Stress, Sickness, and School (5/12/03)

That's what I get for whining, I guess. Things get worse. I'd whine about my bad luck, but since I believe in the connection between stress and illness due to lowered immune system response, I know that its not just luck. Its the positive reinforcement of mood and health (positive meaning in the same direction, not meaning towards better, hence why it applies here).

I'd been a little phlegmy and had a tickle in my throat wed/thurs. I should have paid more attention, taken more vitamins and more echinacea, but I ignored the symptoms, and friday they turned into a full-blown upper respiratory tract infection. Saturday I sounded like the godpigeon, hoarse and throaty, it was actually kinda fun to answer the phone. I've been mumbling to myself hoarsely because it amuses me. Sunday I started to feel better, but then this morning I felt worse (one of those sore throats that feels like you swallowed razors, though luckily that only lasted a quarter day, most of which I was asleep).

The affect on my ability to reduce my current backlog of homework is predictable. My chances for graduating after this quarter are plunging through the 90's, may well be in the 80's by now. I said this to one of my housemates (a fellow HMC alum), who replied that that wasn't bad at all, his odds his last semester at Mudd had been considerably worse. Guess I'm just spoiled, I've never had trouble passing classes before. When I didn't like classes and didn't pay attention in them I'd usually get C's.

I'm starting to understand my housemate Andy's feelings about / descriptions of Mudd a little better. Not that I didn't believe him before, but it wasn't something I could identify with because I hadn't experienced it. He talked about it as a trial by fire, a place where people bonded because it was so hard. Yet also a place where stress took its toll on people's physical and mental health, where the academic demands exacerbated other problems. That wasn't something I'd thought much about while I was there.
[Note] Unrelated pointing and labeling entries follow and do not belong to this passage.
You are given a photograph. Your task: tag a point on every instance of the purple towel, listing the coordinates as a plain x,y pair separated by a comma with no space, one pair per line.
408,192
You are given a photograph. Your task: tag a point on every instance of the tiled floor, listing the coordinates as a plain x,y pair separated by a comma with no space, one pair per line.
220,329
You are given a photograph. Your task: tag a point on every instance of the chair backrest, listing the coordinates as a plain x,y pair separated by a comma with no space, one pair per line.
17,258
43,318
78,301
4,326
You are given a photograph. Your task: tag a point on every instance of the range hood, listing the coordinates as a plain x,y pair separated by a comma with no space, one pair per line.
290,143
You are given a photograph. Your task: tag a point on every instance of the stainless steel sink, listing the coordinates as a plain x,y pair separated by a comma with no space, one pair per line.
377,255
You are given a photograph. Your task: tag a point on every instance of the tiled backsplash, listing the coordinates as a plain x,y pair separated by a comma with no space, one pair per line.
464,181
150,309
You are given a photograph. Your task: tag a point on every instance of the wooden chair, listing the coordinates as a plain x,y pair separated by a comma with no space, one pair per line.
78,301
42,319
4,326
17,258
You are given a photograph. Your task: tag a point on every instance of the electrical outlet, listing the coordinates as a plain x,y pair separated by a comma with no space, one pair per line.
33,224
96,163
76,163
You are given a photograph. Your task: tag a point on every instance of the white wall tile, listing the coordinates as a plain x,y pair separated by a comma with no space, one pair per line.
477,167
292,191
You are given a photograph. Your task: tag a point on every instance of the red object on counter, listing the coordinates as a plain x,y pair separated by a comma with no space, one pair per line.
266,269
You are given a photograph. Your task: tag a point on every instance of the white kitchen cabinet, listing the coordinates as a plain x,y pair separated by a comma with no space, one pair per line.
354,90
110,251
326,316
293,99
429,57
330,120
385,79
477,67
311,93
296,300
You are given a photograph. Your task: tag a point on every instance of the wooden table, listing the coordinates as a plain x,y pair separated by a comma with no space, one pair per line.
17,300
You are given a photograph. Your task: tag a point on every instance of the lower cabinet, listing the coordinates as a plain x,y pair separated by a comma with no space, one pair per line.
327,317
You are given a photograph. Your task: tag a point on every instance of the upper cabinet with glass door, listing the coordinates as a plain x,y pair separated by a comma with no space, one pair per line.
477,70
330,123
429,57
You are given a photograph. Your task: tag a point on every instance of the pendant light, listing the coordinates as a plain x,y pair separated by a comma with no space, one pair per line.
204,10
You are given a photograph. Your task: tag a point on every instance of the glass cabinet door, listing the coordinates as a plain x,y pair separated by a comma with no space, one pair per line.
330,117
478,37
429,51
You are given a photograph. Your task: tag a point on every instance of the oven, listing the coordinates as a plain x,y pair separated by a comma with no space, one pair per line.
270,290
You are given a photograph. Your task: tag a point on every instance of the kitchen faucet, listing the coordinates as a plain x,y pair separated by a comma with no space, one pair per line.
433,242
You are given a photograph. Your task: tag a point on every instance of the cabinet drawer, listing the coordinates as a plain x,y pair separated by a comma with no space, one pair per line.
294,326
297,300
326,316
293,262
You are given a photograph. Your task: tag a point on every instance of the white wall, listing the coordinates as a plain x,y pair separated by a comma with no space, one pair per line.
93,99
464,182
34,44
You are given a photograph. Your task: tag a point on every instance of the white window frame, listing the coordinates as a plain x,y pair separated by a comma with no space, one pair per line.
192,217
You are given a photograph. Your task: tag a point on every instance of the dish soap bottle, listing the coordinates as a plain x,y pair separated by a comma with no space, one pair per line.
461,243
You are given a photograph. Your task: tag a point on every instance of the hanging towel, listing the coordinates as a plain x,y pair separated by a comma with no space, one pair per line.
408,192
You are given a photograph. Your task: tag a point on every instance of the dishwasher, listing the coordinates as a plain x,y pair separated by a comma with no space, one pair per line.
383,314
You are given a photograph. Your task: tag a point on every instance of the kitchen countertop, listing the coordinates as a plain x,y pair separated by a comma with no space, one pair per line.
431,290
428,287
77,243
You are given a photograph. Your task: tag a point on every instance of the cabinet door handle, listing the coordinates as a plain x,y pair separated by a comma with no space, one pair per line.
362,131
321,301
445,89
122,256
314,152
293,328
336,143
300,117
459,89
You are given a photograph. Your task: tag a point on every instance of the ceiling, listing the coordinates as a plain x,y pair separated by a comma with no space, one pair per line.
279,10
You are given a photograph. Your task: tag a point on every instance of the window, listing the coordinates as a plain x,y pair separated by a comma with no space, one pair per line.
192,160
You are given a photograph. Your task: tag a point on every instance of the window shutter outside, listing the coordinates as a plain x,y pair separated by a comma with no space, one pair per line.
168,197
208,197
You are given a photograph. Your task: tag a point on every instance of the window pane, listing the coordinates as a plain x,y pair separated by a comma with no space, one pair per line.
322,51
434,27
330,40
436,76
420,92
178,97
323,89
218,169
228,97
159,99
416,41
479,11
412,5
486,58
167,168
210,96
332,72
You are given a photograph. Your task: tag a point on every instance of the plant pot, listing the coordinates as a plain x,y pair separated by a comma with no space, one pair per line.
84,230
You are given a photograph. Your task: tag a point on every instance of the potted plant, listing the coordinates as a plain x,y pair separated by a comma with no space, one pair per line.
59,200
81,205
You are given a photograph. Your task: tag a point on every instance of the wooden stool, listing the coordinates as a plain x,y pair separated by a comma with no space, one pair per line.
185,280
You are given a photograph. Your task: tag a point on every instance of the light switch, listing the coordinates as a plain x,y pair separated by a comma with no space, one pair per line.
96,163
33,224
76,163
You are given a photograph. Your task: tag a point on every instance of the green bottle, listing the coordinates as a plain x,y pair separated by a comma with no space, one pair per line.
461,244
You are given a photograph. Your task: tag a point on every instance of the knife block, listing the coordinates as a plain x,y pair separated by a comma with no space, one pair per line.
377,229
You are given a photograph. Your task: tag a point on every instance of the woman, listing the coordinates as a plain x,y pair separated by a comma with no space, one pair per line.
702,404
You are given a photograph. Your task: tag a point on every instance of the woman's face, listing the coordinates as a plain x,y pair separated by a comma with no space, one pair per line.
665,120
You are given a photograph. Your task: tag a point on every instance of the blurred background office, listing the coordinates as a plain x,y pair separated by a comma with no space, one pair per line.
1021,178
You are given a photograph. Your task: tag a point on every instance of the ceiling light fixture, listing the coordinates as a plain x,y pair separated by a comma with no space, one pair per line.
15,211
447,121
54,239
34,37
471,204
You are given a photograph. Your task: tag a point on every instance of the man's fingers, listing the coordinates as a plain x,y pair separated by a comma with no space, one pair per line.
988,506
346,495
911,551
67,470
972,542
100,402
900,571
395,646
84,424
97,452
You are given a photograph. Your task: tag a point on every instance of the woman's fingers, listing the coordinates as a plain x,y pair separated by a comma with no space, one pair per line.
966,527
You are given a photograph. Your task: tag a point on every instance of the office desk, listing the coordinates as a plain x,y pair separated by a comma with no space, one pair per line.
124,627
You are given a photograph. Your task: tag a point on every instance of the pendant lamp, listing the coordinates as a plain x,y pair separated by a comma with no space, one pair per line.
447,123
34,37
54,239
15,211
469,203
My worse stress came from the end of my first long-term relationship, and homework was sometimes annoying but rarely stressful. When others had problems, I attributed it to growing up, being in a new environment with new challenges and opportunities. While I'm sure that was part of it, I see now how the workload makes everything worse. How discouraging it is to have trouble finishing things. How stressful it is to not know whether you'll pass. How these problems feed on themselves. How one might feel proud to have survived such a challenge, but a little bitter about having needed to - and a lot bitter about friends who emerged less unscathed than you.

The worst part is the doubt. If I can't handle this, will I be able to manage the hard work it will take to realize my dreams? I don't know that, but I do still know that its worth trying.